Attitudes / Emotions / Expat Life / Hong Kong / Living in Hong Kong

Language Exhaustion

My brain hurts. Tired and straying I try to maintain my focus. It takes all my concentration to sit still and listen, hoping I can process and understand most of the conversation on hand at the table around me.

But sometimes, yes – sometimes I succumb to the exhaustion of translating in my mind on the fly and either stare into space or look hopefully at my husband willing him to translate for me. I don’t mean to be rude; I really, really WANT to understand on my own. It’s just my concentration wavers, my brain tired from processing, in a situation I have come to think of as language exhaustion.

I live in a country where my mother tongue is not frequently spoken. It isn’t that English isn’t spoken in Hong Kong – it is, however the language of choice is Cantonese. We have a lot of Cantonese speaking friends we socialise with. Most of our TV channels are Cantonese with Chinese subtitles. Almost all the radio stations broadcast in Cantonese or Mandarin. And I’m fine with that – truly I am – it is part of the Hong Kong identity and I wouldn’t have it any other way. It’s just that sometimes my brain simply can’t handle the Cantonese overload.

I try to speak Cantonese as much as I can (or am brave enough to) with everyone. When they respond I have to concentrate as hard as I can to understand enough for my brain to reconstruct what people say to me back into English – my thinking language. Identifying the words, rearranging the sentence structure and then hopefully comprehending what is being said correctly … and then (again hopefully) re-constructing an appropriate response with the correct words in the correct structure to reply back and be understood.

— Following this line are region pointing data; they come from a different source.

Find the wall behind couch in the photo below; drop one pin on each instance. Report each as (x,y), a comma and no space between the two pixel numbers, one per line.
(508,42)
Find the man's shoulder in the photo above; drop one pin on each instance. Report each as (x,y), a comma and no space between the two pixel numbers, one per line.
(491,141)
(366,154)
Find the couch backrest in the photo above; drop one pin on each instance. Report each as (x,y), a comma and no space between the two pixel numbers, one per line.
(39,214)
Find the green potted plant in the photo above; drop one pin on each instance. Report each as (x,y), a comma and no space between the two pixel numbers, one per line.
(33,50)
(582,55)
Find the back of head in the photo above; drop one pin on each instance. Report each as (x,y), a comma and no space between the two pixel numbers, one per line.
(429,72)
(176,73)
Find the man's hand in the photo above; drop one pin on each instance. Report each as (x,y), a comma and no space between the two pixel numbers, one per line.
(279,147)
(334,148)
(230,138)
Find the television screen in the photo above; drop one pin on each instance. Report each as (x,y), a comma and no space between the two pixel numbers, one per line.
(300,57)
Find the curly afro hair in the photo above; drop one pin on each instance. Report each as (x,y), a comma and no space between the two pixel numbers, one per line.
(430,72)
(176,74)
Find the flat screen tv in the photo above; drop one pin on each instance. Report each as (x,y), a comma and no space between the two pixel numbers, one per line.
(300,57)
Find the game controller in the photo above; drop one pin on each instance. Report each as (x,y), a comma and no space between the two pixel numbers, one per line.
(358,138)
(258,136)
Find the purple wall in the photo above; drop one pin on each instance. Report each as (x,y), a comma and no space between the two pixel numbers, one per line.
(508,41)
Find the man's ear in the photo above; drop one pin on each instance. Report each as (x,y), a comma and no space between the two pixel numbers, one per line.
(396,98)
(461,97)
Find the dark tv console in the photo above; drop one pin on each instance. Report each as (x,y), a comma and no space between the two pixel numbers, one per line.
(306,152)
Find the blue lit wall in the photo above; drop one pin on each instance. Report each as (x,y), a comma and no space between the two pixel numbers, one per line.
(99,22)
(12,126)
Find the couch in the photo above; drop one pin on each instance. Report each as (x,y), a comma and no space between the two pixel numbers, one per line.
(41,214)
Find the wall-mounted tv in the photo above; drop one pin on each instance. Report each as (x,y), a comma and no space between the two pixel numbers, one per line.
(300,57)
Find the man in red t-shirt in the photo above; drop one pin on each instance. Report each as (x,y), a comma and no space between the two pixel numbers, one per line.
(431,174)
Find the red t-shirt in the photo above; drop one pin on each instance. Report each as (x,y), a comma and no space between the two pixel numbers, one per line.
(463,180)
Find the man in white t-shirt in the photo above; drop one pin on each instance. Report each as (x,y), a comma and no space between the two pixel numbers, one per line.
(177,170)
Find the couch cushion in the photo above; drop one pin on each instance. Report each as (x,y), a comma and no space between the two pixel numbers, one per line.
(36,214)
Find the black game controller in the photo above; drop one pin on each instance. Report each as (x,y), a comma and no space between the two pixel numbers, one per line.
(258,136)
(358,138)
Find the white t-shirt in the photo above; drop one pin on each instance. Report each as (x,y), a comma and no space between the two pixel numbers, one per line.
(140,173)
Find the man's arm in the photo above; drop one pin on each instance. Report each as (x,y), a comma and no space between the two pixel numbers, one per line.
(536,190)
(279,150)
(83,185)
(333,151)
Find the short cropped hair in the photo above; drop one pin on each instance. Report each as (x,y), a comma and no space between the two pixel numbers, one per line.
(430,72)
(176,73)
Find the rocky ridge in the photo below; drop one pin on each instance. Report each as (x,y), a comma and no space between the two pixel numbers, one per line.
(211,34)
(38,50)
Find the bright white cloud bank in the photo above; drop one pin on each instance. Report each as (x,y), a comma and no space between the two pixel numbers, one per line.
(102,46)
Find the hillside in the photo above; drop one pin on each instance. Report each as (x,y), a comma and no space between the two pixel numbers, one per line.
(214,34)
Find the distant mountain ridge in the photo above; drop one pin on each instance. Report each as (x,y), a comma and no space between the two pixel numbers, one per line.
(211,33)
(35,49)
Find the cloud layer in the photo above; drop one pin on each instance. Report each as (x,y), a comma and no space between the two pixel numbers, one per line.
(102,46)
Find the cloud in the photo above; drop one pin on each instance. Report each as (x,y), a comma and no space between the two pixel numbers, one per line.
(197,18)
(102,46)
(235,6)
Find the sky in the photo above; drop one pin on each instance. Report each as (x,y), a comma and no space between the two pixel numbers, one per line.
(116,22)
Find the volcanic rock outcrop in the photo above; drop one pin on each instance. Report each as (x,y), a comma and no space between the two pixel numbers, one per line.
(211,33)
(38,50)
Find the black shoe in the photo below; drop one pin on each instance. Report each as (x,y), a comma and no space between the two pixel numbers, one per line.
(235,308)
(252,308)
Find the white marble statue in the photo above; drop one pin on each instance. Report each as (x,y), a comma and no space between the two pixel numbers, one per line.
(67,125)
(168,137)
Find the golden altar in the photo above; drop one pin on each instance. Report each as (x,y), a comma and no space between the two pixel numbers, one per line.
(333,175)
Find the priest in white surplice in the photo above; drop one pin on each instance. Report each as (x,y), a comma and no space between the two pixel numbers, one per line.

I’m a 486 in a 5GHz 8-core world – my processing time is frustratingly slow for both those talking to me and myself – I don’t react and respond fast enough – which is why sometimes, just sometimes, I crash into the blue screen of death.

Learning a tonal language with no common references at all in your native tongue is decidedly difficult … especially when you are REALLY old like me. The key word here is tonal. For those of you who thought the key word was OLD … SHAME ON YOU! You’ll be old one day too ya know!

Aside from phonetic construction Cantonese has nine distinct tones for each ‘sound’. NINE! Say the right phonetic sound with the wrong tone and ooooooh boy – one can really put their mouth in it! It’s a huge fear of mine and one reason I actually don’t speak MORE Cantonese than I understand.

Similarly, someone can say a word in Cantonese and if I have missed the context or don’t understand the surrounding words or I’ve forgotten/confused my tones (which my Western ears do frequently) the sentence becomes lost on me.

For example: the sound gau…

-Did you just say dog? or nine? or old? or enough? or a long time? (all are valid dependent on the tone)

My brain simply needs downtime every now and then. It needs to switch off the language conversion and chill in mind-numbing silence to escape the constant sub-conscious processing. My brain can’t help but try to translate when I hear Cantonese and when it starts to tire I tend to drift. Then I realise I am drifting and pull myself back to concentrating and feel guilty, and exhausted, and deal with the occasional headache. I slack off when I should be better at this – C’mon 40 year old brain!

Languages are not my forte unless they involve coding on a computer or creating analytical algorithms. Regardless, I am determined to persevere and try to conquer as much of the spoken Cantonese language as I can.

Now writing Chinese … that might take me a whole lot longer …

2 thoughts on “Language Exhaustion

  1. for me it’s more problematic to understand speaking, reading and writing for me is very easy (even if my writing is so ugly haha). I know your pain, I have to convert Cantonese to English to Polish and by the time I do that it already makes no sense haha 🙂 I keep my fingers crossed for you!